First words out of his mouth were, "How come you flicked your brights after I flicked you back?" I responded by saying, "You didn't dim your lights! I was watching and so was my co-pilot (assistant coach) Natasha Hamilton." He quickly disagreed with my (our) observations and went back to his vehicle for what seemed forever. Now let me set the stage for his return. It's 12:05 AM, I've been driving for nearly 7 hours, I'm in a State of Minnesota vehicle, driving 58 miles per hour with my dims on and I've never had a ticket in my life! Then it came, a tap on the window signaling Buford T. Justice's return. "I'm issuing you a citation for $120 for failing to dim your high beams," he beamed. "You have two options, pay it before your court date of March 29. 2010 at 10:30 A.M. or show up at court to contest it." I was stunned! What started out as an innocent (courteous) flick of the high beams to make my driving safer turned into a serious moving violation. "You've got to be kidding me! You're issuing me a ticket? I'm appealing this! You never dimmed your lights!" In his small in stature voice, he said, "That's the magic of the in-car camera." "I'm not denying I flicked my high beams at you, I'm saying you didn't dim your lights and no on-car camera can detect that! Once again I reiterated that I would be appealing this and he said, "Have a nice day sir" and vanished into thin air.

Now from what I understand there have been numerous articles in the Aitkin paper that these type of incidents are commonplace in Aitkin County and something needs to be done about it. What do you think?


Anonymous said...

It's simple John- writing tickets helps to meet law enforcement quotas while generating revenue for cash strapped rural communities. You just happened to be the latest victim. Good thing you didn't get arrested or your car didn't get towed. That would have helped stimulate even more revenue while leaving you red-faced and poor.

Gord said...

John, your careful account of the event, backed up by your alert assistant coach, should carry weight in traffic court. By all means, tell your story and ask to have the ticket revoked.

I am well acquainted with the last three Aitkin County Sheriffs and the current Aitkin Chief of Police.

I will follow this case closely, with interest.

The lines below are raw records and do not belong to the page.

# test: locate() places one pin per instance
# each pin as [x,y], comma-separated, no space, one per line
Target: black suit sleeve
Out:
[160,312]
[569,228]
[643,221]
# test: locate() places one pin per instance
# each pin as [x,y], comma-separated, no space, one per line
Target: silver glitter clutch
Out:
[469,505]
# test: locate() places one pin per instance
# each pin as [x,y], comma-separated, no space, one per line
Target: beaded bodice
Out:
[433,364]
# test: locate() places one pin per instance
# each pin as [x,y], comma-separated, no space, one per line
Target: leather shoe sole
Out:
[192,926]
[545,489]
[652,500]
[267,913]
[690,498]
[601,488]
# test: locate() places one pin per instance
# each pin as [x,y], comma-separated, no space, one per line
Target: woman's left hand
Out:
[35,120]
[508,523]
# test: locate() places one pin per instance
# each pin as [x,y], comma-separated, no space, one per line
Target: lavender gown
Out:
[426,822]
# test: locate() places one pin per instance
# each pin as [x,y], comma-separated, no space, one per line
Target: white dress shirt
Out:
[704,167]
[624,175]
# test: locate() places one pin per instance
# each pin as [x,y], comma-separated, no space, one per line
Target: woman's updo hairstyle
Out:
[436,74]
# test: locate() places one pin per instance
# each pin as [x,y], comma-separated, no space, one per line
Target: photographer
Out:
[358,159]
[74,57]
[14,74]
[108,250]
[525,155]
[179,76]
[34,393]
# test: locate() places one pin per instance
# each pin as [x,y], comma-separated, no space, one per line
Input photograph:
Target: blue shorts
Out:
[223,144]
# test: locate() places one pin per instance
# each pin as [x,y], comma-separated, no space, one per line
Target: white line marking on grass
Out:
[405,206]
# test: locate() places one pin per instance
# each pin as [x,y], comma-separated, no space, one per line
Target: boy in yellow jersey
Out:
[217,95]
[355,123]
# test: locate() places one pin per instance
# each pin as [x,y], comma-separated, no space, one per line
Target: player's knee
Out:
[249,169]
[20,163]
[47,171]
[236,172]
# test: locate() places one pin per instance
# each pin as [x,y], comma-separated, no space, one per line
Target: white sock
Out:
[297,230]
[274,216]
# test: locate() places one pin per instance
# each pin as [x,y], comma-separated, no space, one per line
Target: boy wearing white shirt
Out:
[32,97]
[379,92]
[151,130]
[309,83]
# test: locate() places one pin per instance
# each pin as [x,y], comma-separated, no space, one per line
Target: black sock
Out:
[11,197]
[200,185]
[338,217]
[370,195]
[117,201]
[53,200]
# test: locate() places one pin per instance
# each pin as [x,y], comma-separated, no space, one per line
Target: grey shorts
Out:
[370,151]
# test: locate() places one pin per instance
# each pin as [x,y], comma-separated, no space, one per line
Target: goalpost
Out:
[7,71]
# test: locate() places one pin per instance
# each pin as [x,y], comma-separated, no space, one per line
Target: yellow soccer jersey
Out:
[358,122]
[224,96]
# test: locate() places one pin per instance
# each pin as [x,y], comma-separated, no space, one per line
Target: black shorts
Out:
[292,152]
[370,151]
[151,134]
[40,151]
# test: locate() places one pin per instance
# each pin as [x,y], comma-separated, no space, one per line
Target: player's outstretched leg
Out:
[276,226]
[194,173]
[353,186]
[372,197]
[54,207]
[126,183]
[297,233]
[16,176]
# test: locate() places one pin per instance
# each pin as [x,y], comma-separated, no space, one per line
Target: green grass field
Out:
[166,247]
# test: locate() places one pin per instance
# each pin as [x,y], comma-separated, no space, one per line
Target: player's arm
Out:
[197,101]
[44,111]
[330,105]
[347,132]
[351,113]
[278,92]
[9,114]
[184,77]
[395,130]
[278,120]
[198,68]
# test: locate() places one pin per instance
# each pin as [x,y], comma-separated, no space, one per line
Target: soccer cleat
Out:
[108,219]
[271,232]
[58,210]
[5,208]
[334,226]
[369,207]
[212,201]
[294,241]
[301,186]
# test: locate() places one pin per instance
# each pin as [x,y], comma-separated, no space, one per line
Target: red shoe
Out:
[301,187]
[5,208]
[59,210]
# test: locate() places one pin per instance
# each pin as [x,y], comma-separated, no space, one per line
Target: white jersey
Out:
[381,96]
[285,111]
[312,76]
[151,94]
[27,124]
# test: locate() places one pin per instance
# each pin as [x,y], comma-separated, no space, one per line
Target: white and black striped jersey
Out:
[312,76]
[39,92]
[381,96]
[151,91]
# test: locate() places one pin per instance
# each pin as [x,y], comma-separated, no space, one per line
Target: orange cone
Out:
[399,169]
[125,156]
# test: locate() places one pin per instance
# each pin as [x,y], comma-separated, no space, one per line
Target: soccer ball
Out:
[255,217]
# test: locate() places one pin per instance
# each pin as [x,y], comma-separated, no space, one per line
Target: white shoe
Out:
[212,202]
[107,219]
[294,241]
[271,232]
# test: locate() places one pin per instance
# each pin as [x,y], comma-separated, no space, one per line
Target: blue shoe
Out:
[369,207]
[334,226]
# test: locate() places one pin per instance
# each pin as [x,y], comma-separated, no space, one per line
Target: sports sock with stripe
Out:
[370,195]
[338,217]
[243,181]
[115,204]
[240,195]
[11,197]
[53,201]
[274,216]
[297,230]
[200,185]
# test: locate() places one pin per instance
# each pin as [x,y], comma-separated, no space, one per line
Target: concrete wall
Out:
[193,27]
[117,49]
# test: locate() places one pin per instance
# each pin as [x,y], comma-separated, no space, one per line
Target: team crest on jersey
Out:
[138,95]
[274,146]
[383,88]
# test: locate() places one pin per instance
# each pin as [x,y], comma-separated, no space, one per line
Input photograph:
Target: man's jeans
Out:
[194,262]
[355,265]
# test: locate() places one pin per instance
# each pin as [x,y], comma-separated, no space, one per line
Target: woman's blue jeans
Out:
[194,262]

- Gord Prickett, former Aitkin County Planning Commission Chairman

Harvey said...

In 1968, I drove from Duluth to LA with two friends. We traveled on I-80 some of the time. It wasn't completed yet. We'd drive for a while on I-80, then for a while on US 30, which was a two-lane highway. At night, sometimes you could forget if you were on 30 or 80. We met a driver who had
evidently gotten confused and was driving in our lane. After that close call, we flicked our high beams at anyone that didn't dim their lights as they approached - whether they were driving with high or low beams. We just wanted to make sure the oncoming driver was alert and aware. Either this cop's headlights were poorly aligned, or he had lapsed into a spell of inattentive driving. Maybe you woke him up!

kristinek said...

Now you can understand why I am a public defender. By all means challenge your ticket, especially because you have a witness. Please keep the blog updated.